A trio of micropolitan statistical areas recorded double-digit losses in the number of homeowners during the decade. Deming, N.M., reported a 10.9 percent plunge in homeownership during the decade, falling to 61.8 percent of households – about two full percentage points less than the average. Fort Leonard Wood, Mo., one of the few micro areas that’s built around a military base, and Natchitoches, La., reported a 10.1 percent decline in housing. The Fort Leonard Wood homeownership rate fell to 48.2 percent; in Natchitoches, a north-central Louisiana micro area, it fell to 50 percent.

Among major metros, Miami lost the greatest share of homeowners between 2009 and 2017. Its rate fell 6.4 percent to 59.8 percent. In Las Vegas, one of the cities considered to be Ground Zero for the housing collapse, the homeownership rate fell 6.3 percent to 52.7 percent. The percentage of homeowners in Orlando fell 6.2 percent to fall to 60.2 percent overall.

Not all places suffered declines in the percentage of homeowners. The rate in the Carbondale, Ill., micro area soared 11.9 percent to climb to 63.2 percent. It rose 10.3 percent in The Villages, Fla., an age-restricted community that’s been one of the fastest-growing places in the nation over the last two decades. Homeownership climbed 9 percent in Raymondville, Texas, home to three private prisons. The rate in the Raymondville micro area, which is about 50 miles north of the border city of Brownsville, rose to 77.8 percent.
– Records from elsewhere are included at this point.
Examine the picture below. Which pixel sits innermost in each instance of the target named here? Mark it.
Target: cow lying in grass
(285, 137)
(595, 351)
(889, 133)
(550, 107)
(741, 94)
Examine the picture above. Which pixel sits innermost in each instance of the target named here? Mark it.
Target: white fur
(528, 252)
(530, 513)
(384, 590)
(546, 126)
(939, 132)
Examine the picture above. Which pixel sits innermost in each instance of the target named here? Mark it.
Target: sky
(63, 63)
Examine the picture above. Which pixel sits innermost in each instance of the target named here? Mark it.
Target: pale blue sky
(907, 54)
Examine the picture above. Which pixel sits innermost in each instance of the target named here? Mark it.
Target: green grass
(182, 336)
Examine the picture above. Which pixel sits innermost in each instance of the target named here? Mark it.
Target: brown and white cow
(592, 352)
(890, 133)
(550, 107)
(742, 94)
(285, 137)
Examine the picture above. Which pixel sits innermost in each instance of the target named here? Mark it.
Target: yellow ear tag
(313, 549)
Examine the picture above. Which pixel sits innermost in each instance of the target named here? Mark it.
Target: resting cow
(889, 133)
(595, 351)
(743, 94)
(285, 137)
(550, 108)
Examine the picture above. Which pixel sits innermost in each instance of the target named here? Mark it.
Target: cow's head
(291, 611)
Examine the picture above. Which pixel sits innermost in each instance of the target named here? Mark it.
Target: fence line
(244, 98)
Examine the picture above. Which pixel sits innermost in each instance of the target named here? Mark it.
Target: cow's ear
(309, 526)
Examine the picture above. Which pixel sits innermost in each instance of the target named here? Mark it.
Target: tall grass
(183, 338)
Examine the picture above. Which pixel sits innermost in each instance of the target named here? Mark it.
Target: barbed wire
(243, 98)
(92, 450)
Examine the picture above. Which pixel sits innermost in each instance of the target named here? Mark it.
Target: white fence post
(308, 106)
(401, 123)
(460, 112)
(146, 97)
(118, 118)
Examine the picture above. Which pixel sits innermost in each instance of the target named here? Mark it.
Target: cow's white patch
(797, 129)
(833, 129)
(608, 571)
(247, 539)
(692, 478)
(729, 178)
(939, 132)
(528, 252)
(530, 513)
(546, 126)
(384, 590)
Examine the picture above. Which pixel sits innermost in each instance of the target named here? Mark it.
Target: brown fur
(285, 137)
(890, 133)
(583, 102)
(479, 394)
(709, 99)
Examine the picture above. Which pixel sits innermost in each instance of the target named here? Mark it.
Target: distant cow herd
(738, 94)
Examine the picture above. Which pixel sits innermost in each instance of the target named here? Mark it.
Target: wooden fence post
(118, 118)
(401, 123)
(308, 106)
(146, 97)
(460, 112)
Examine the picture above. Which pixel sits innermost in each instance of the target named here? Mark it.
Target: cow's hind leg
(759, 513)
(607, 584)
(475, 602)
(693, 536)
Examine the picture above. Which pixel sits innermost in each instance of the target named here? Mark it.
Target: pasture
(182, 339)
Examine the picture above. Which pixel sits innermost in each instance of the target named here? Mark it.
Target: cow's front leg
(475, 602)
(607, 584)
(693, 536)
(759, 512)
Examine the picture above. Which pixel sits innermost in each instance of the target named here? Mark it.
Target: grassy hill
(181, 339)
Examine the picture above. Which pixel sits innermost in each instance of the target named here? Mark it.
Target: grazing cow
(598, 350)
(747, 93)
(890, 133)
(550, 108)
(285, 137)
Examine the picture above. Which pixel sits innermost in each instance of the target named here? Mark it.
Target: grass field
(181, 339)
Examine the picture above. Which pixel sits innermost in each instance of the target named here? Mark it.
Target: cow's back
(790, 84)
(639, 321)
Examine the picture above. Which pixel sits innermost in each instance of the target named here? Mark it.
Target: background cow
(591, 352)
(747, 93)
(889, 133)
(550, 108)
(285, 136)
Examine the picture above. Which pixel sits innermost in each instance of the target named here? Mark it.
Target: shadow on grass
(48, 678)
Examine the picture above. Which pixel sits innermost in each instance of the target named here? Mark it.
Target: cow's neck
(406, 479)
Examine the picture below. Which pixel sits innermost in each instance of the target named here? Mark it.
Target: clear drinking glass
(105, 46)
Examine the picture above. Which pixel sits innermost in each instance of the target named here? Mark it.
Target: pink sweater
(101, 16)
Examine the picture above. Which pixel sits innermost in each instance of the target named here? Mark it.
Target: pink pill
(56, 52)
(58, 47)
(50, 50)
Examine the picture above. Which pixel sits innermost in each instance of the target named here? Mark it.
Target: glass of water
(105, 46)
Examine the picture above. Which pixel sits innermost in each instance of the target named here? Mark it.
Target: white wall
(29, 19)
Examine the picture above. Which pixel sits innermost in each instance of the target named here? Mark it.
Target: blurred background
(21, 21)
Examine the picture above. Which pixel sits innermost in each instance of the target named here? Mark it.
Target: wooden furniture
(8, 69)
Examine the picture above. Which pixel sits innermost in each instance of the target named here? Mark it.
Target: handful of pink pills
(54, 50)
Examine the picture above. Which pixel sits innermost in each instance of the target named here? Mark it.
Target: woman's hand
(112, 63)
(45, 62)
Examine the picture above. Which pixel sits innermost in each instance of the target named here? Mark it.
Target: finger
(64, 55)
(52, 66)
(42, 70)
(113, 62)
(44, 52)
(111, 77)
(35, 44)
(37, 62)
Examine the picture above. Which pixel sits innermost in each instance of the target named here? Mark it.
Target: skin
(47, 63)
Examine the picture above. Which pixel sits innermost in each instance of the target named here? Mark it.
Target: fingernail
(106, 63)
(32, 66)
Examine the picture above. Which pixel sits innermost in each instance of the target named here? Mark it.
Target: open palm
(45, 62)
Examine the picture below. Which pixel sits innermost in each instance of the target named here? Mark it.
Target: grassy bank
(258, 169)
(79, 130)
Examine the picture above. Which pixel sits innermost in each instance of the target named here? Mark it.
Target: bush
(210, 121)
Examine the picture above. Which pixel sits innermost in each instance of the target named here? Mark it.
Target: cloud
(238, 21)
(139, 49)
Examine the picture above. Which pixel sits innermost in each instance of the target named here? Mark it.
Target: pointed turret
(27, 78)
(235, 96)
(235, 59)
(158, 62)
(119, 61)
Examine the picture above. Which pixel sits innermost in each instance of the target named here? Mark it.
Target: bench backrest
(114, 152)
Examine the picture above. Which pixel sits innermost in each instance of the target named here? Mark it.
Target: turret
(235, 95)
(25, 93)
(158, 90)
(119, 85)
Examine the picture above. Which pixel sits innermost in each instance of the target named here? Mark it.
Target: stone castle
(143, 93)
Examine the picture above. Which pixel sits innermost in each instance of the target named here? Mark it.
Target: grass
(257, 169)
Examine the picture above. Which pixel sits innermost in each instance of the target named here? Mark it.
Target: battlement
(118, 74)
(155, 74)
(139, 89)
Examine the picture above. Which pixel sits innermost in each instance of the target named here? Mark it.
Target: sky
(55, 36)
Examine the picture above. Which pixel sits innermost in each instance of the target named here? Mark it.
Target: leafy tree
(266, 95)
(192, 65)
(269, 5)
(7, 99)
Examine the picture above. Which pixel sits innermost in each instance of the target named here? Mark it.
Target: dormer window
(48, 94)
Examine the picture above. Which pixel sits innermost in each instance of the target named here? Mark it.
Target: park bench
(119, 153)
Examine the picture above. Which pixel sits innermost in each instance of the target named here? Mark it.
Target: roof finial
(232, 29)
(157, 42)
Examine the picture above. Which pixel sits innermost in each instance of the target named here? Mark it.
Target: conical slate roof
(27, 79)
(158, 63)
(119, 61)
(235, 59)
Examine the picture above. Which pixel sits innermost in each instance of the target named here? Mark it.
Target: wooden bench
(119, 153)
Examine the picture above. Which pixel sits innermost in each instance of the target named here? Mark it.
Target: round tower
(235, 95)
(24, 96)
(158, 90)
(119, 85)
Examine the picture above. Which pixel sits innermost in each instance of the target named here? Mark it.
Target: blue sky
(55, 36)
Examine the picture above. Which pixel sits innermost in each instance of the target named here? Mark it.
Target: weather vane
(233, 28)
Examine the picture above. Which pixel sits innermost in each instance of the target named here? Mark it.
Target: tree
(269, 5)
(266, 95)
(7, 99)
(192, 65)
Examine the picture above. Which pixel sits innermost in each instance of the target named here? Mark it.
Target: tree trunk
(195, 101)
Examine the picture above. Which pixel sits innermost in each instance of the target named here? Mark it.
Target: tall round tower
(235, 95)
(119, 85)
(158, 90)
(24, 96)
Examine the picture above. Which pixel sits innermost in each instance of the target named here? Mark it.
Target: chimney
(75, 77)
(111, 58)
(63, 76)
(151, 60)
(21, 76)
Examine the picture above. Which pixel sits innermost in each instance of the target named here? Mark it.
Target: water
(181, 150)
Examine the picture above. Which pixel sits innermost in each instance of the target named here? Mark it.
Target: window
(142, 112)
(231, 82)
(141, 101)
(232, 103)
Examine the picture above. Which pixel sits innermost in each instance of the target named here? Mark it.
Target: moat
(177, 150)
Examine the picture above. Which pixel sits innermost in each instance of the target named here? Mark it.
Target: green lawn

Among metros with more than 500,000 households, Austin suffered the least. The Texas capital’s homeownership rate dipped just 1.5 percent to 58.3 percent. The rate in Pittsburgh and New York fell 1.6 percent. Pittsburgh now has a homeownership rate of 69.9 percent. The New York metro area, which boasts almost 7.2 million households through New York City, New Jersey, Long Island, and eastern Pennsylvania, reported that 51.9 percent of people lived in their own home.